Both of these are viewed by Moody’s as “credit negative”, meaning it could have an impact of the agency’s Aa1 rating on the world’s fifth largest economy. By the time European markets closed on Monday, sterling had weakened by 2.3 per cent against the dollar in the two sessions following the UK election.
On the postive side, Moody’s analysts led by Kathrin Muehlbronner, said: “While we still expect Brexit to happen and the ‘cliff’ risk of a sudden exit remains, the election result suggests an electoral shift away from the ‘hard’ Brexit that the prime minister had ostensibly sought.”
A move “towards ‘softer’ versions of Brexit”, including a request to remain inside the EU Single Market or customs union may be on the cards, according to Moody’s.
After failing to regain a majority in the House of Commons in last Thursday’s election, UK prime minister Theresa May has been forced to turn to the Democratic Unionist Party (DUP) to seek a deal to prop up a government.
The DUP, while it was alone among the main Northern Ireland parties in supporting Brexit in a referendum last year, want to prioritise maintaining a Common Travel Area between the UK and the Republic, a frictionless border with the North as well as a free trade and customs agreement with the EU.
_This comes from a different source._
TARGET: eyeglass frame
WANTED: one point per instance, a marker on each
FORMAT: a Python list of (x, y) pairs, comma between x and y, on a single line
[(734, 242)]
“While the economic impact of such an outcome would be significantly less severe than the ‘hard’ Brexit pursued so far, it is still far from clear whether these are indeed realistic scenarios,” said Moody’s.
“The time frame for the UK’s withdrawal from the EU in March 2019 remains unchanged, reducing still further the time available to achieve the transition agreement needed to avoid a ’hard’ Brexit.”
Moody’s has an Aa1 rating on the UK, one level below its top-notch Aaa stance.